Given the state-of-the-art ADN scheduling solutions in this field, there are still two significant limitations. Firstly, the DRL algorithms represented by DQN and DDPG still suffer shortcomings in terms of low training efficiency, overlearning, and poor stability. Secondly, in terms of application, DQN-based methods fail to learn the mapping relationship between continuous state and action spaces. Although DDPG-based methods output continuous actions, they lack an understanding of temporal structural characteristics and are incapable of handling large state spaces. It results in a lower perception of the continuous state information of ADNs.
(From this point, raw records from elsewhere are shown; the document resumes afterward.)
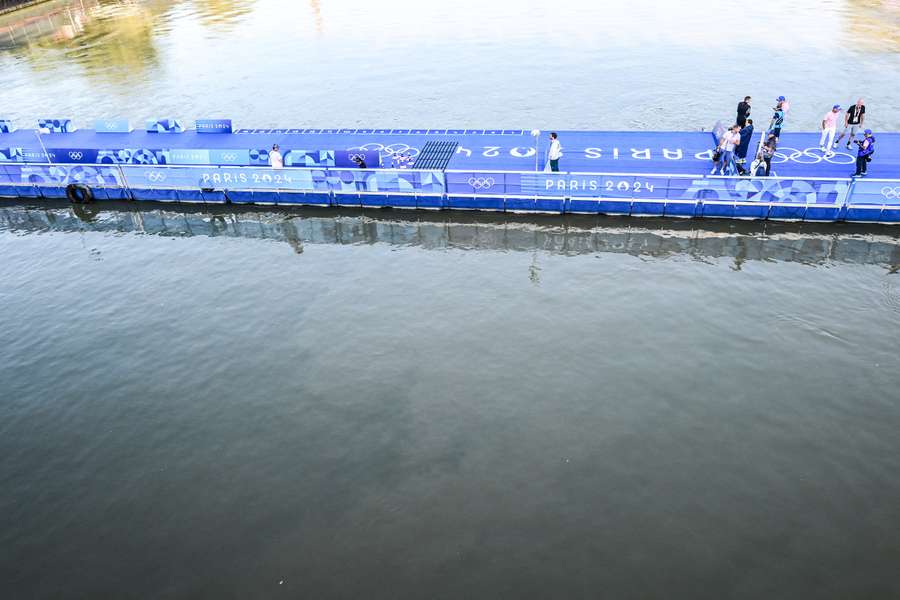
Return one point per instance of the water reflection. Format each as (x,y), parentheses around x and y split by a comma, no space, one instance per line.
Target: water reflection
(573,235)
(111,41)
(874,25)
(223,13)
It can be found that methods for extracting high-dimensional temporal characteristics in real-time scheduling of ADNs are limited, and the DRL-based methods lack the assessment of the integration of multi-extension. To fill these research gaps, this paper presents a long short-term memory (LSTM) and modified DDPG (namely, MLDDPG)-based coordinated scheduling solution. The comprehensive optimization objective is constructed to minimize the operating cost and maintain the voltage range of ADNs. The temporal features of the ADN environment are extracted by a LSTM module. While the DDPG agent is leveraged to strategize real-time operation schemes for DERs. The main contributions of this paper are threefold.
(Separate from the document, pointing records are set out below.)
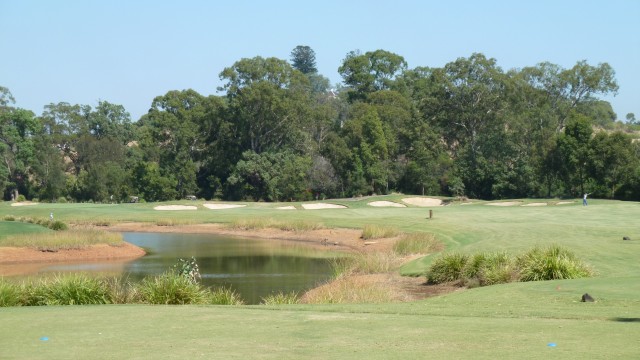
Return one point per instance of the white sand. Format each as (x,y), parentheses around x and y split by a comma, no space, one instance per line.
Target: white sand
(385,204)
(535,204)
(27,203)
(506,203)
(175,207)
(420,201)
(222,206)
(318,206)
1) To our best knowledge, the existing DRL-based approaches are challenging to handle the massive temporal structure data generated by ADNs. Conversely, relying on the high-dimensional understanding and mining ability, we employ a LSTM module to characterize the temporal data of ADNs. It helps the DRL agent extract and learn the changes of temporal characteristics from both the generation and demand sides and improves the modeling ability for node features.

2) Although the classic DDPG can rapidly respond to the scheduling requirements, it still suffers from overlearning, cold start, and poor stability issues. Thus, the learning rate decay strategy is proposed to balance the exploration and exploitation of DRL agents. Besides, the collaborative assistance policy combined with the modified prioritized experience replay mechanism is proposed to prevent the agent from falling into non-optimal strategies. The combination of extensions improves the convergence speed and application stability and enhances agents’ reliability in decision-making scenarios.
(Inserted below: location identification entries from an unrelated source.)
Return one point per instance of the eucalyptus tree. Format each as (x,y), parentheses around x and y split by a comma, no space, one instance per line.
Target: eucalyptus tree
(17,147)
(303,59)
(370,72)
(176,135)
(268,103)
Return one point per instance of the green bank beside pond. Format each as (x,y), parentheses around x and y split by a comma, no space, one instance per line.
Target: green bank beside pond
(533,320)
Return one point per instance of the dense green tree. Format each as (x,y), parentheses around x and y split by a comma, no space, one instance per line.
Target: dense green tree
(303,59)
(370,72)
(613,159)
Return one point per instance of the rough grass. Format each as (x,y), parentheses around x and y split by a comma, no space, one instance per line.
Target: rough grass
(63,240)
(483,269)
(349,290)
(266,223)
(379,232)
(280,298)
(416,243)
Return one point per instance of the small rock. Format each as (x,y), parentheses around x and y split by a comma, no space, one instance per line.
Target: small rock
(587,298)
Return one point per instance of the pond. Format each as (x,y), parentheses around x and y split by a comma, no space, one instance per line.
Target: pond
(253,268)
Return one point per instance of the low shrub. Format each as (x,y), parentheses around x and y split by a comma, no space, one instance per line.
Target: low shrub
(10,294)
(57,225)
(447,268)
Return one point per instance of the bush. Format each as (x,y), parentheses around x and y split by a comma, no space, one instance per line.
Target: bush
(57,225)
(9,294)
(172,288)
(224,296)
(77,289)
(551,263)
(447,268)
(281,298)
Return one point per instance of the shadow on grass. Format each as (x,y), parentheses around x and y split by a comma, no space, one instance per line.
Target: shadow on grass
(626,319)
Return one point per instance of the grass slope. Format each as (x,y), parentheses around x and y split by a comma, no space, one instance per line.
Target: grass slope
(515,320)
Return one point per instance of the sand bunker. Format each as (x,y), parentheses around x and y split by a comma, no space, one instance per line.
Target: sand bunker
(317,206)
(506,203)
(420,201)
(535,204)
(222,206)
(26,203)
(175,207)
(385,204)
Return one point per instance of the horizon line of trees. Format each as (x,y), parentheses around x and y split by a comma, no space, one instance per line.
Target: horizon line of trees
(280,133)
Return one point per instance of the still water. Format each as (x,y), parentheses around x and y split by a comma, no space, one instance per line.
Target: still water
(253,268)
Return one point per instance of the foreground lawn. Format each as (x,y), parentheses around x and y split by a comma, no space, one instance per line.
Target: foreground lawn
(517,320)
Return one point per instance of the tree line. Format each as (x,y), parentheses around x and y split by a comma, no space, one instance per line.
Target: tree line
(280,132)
3) A modified LSTM-DDPG (MLDDPG) method is developed to tackle the ADN scheduling issue, which is formulated as a FMDP. In this way, the optimal ADN scheduling decisions can better satisfy the real-time response requirements of DERs. The simulation results demonstrate that our approach significantly improves the operation efficiency and economy of ADNs while optimizing voltage distributions.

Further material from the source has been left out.